Re: [PATCH] drm/i915: More vma fixups around unbind/destroy

Daniel Vetter <daniel@xxxxxxxx> · Mon, 26 Aug 2013 21:04:50 +0200

On Mon, Aug 26, 2013 at 10:36:35AM +0100, Chris Wilson wrote:
> On Mon, Aug 26, 2013 at 11:23:47AM +0200, Daniel Vetter wrote:
> > The important bugfix here is that we must not unlink the vma when
> > we keep it around as a placeholder for the execbuf code. Since then we
> > won't find it again when execbuf gets interrupt and restarted and
> > create a 2nd vma.

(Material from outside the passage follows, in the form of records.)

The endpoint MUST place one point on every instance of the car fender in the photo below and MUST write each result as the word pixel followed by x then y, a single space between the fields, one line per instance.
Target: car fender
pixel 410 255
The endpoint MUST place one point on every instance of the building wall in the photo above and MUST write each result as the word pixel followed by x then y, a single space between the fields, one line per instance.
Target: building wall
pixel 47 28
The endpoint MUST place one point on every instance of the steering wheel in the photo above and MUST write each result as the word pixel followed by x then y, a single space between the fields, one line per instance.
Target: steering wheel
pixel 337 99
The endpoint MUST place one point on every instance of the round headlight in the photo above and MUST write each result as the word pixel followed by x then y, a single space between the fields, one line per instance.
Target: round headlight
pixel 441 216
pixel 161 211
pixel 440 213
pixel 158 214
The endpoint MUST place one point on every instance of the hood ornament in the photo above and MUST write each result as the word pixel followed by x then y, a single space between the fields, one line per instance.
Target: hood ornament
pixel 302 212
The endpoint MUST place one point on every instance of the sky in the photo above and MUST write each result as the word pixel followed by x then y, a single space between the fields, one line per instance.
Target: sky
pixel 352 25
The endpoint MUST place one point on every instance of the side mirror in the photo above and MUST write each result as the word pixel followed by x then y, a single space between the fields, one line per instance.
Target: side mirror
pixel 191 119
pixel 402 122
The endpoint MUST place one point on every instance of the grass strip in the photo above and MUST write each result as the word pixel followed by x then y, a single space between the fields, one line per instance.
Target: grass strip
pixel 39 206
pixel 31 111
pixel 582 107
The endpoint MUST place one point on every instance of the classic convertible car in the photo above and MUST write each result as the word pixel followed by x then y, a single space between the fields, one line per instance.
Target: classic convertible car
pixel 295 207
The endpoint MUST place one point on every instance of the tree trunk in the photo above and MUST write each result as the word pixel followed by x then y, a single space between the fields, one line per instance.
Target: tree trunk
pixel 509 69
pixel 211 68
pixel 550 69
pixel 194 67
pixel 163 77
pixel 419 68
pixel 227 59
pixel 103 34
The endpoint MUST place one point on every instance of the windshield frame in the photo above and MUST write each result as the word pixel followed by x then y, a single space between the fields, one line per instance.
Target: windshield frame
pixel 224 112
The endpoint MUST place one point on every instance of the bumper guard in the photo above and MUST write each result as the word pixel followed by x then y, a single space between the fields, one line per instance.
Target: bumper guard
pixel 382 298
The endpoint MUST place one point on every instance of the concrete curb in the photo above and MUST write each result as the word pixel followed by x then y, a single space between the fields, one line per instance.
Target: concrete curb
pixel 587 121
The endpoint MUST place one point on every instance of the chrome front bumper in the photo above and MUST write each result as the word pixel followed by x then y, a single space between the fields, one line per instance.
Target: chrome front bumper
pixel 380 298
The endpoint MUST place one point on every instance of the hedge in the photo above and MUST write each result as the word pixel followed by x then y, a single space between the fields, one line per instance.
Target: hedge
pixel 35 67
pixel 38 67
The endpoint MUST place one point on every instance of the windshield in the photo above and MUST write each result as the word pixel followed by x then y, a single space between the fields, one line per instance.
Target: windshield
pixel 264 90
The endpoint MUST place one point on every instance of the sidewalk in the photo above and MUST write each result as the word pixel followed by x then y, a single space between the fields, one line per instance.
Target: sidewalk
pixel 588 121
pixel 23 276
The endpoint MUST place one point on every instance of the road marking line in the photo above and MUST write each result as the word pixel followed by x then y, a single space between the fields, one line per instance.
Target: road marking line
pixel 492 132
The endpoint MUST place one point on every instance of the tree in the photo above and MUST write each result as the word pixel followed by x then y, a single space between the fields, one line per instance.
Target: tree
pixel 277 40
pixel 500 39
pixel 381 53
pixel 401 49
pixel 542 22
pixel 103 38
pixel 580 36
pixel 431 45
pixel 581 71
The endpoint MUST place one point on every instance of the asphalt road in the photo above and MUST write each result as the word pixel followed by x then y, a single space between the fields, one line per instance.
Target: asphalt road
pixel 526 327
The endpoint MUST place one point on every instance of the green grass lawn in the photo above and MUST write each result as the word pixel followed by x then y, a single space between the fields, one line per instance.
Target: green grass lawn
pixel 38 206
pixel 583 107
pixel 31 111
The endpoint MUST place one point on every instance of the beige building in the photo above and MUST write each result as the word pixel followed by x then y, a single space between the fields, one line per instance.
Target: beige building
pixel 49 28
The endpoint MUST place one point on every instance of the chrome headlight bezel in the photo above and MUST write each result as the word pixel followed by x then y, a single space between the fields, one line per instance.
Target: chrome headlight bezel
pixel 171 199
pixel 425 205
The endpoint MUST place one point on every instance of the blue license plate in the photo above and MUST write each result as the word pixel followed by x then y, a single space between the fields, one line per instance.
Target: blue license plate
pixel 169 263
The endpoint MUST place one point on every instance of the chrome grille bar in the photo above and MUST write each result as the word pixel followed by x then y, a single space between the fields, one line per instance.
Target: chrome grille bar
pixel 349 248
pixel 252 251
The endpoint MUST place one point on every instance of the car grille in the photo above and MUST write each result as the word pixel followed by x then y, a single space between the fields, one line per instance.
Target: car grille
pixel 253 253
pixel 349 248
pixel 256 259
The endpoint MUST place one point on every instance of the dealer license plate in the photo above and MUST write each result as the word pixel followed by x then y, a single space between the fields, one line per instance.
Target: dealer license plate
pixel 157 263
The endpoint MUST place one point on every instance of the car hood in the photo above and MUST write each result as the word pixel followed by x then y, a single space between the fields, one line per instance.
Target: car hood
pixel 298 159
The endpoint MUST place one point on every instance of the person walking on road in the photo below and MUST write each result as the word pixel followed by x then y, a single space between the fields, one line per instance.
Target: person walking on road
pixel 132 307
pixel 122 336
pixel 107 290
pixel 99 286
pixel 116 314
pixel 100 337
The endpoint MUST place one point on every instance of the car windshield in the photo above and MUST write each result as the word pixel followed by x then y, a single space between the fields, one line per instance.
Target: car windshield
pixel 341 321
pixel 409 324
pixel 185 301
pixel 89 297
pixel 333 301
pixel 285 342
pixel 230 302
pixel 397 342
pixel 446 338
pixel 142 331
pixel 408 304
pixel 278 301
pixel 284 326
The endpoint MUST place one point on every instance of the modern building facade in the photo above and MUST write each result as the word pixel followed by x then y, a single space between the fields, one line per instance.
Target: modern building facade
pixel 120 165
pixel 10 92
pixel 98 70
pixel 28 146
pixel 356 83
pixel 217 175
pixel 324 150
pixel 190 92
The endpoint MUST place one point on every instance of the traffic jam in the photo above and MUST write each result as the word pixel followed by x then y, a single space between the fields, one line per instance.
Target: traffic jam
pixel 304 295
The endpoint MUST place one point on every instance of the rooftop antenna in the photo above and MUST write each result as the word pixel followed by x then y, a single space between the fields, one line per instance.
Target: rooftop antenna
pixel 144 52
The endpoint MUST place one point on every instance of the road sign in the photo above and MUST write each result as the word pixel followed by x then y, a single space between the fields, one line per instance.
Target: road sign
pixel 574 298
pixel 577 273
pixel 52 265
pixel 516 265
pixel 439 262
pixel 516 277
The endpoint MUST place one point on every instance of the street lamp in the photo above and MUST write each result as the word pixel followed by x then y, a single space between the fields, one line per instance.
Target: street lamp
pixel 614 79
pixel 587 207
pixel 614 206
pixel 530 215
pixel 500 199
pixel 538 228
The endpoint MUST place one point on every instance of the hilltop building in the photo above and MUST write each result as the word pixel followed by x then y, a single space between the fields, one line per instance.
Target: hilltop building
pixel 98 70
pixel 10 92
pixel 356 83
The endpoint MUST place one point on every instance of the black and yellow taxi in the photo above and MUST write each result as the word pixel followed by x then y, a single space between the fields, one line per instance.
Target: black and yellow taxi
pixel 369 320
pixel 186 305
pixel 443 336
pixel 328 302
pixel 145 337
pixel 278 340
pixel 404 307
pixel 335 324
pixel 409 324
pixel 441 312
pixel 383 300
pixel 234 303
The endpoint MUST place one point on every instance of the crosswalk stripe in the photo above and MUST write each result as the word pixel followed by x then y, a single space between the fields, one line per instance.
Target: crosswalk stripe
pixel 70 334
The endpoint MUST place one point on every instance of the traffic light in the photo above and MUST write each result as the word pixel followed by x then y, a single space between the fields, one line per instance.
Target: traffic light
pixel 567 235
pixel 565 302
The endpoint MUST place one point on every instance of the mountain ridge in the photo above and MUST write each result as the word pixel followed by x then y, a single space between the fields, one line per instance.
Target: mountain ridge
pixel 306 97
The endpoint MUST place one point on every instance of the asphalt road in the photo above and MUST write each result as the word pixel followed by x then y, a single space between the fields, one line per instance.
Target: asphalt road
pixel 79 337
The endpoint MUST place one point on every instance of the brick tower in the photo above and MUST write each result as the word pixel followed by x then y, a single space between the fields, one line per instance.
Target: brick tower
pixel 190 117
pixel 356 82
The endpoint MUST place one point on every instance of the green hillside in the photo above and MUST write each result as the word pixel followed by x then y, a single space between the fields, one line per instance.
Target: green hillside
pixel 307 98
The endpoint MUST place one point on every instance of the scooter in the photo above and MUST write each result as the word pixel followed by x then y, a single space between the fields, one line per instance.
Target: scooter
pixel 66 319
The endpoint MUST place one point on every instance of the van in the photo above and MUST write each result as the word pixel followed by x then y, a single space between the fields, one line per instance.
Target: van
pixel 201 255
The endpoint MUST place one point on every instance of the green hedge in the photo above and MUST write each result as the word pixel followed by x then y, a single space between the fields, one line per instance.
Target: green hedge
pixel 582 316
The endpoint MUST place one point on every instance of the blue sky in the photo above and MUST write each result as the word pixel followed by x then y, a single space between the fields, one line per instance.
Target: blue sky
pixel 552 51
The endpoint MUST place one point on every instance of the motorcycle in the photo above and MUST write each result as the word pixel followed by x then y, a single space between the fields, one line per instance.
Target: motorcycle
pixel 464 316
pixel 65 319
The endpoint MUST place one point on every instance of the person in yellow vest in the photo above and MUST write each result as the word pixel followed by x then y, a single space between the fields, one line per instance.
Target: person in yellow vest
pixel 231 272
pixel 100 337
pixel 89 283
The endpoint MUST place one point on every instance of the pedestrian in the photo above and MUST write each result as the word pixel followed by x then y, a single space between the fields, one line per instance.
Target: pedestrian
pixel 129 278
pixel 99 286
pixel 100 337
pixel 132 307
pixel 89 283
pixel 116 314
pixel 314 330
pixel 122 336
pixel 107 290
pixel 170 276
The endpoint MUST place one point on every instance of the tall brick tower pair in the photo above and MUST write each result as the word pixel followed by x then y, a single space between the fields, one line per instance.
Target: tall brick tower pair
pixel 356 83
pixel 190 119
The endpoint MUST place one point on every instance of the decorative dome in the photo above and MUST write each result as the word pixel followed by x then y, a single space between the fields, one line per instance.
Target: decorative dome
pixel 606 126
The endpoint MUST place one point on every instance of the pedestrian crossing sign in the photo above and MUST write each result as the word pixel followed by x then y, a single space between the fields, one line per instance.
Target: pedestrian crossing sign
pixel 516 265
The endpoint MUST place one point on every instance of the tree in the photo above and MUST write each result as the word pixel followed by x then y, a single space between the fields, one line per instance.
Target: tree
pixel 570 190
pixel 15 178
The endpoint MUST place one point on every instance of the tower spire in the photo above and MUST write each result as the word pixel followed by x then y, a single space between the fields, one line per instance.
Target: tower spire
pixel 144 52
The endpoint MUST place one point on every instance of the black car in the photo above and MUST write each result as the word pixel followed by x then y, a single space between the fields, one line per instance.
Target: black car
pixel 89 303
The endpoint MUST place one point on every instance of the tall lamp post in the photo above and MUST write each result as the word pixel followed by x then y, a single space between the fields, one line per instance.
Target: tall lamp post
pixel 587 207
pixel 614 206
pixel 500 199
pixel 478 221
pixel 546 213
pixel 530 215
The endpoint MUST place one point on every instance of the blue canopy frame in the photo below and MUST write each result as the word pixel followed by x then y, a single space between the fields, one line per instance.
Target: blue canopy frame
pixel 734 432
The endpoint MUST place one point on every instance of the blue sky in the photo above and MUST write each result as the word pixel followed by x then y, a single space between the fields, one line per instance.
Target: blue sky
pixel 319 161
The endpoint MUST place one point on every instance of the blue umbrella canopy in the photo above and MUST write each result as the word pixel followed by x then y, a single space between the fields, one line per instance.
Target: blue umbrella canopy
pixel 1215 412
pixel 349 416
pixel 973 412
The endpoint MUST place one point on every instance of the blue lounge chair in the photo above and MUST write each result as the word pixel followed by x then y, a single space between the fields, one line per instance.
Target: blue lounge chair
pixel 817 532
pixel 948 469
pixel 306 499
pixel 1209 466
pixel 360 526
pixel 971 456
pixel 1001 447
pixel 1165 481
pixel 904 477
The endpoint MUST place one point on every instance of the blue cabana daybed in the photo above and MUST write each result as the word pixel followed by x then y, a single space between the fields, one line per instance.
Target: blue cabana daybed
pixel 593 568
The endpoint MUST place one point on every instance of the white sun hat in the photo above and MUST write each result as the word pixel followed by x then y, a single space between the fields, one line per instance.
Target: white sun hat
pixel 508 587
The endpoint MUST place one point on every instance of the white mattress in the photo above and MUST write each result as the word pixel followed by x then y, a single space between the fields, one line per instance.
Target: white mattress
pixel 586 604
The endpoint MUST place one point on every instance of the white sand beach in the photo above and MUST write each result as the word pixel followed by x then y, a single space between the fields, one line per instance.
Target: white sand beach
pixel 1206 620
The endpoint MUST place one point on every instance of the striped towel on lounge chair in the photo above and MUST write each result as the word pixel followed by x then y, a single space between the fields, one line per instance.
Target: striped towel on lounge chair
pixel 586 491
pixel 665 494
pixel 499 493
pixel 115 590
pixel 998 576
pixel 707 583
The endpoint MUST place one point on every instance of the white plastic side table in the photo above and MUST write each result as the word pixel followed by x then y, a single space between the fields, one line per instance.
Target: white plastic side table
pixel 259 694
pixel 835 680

And since the code as-is isn't fit yet to deal with
> > more than one vma, hilarity ensues.
> > 
> > Specifically the dma map/unmap of the sg table isn't adjusted for
> > multiple vmas yet and will blow up like this:
> > 
> > BUG: unable to handle kernel NULL pointer dereference at 0000000000000008
> > IP: [<ffffffffa008fb37>] i915_gem_gtt_finish_object+0x73/0xc8 [i915]
> > PGD 56bb5067 PUD ad3dd067 PMD 0
> > Oops: 0000 [#1] SMP
> > Modules linked in: tcp_lp ppdev parport_pc lp parport ipv6 dm_mod dcdbas snd_hda_codec_hdmi pcspkr snd_hda_codec_realtek serio_raw i2c_i801 iTCO_wdt iTCO_vendor_support snd_hda_intel snd_hda_codec lpc_ich snd_hwdep mfd_core snd_pcm snd_page_alloc snd_timer snd soundcore acpi_cpufreq i915 video button drm_kms_helper drm mperf freq_table
> > CPU: 1 PID: 16650 Comm: fbo-maxsize Not tainted 3.11.0-rc4_nightlytop_d93f59_debug_20130814_+ #6957
> > Hardware name: Dell Inc. OptiPlex 9010/03JR84, BIOS A01 05/04/2012
> > task: ffff8800563b3f00 ti: ffff88004bdf4000 task.ti: ffff88004bdf4000
> > RIP: 0010:[<ffffffffa008fb37>]  [<ffffffffa008fb37>] i915_gem_gtt_finish_object+0x73/0xc8 [i915]
> > RSP: 0018:ffff88004bdf5958  EFLAGS: 00010246
> > RAX: 0000000000000000 RBX: ffff8801135e0000 RCX: ffff8800ad3bf8e0
> > RDX: ffff8800ad3bf8e0 RSI: 0000000000000000 RDI: ffff8801007ee780
> > RBP: ffff88004bdf5978 R08: ffff8800ad3bf8e0 R09: 0000000000000000
> > R10: ffffffff86ca1810 R11: ffff880036a17101 R12: ffff8801007ee780
> > R13: 0000000000018001 R14: ffff880118c4e000 R15: ffff8801007ee780
> > FS:  00007f401a0ce740(0000) GS:ffff88011e280000(0000) knlGS:0000000000000000
> > CS:  0010 DS: 0000 ES: 0000 CR0: 0000000080050033
> > CR2: 0000000000000008 CR3: 000000005635c000 CR4: 00000000001407e0
> > Stack:
> >  ffff8801007ee780 ffff88005c253180 0000000000018000 ffff8801135e0000
> >  ffff88004bdf59a8 ffffffffa0088e55 0000000000000011 ffff8801007eec00
> >  0000000000018000 ffff880036a17101 ffff88004bdf5a08 ffffffffa0089026
> > Call Trace:
> >  [<ffffffffa0088e55>] i915_vma_unbind+0xdf/0x1ab [i915]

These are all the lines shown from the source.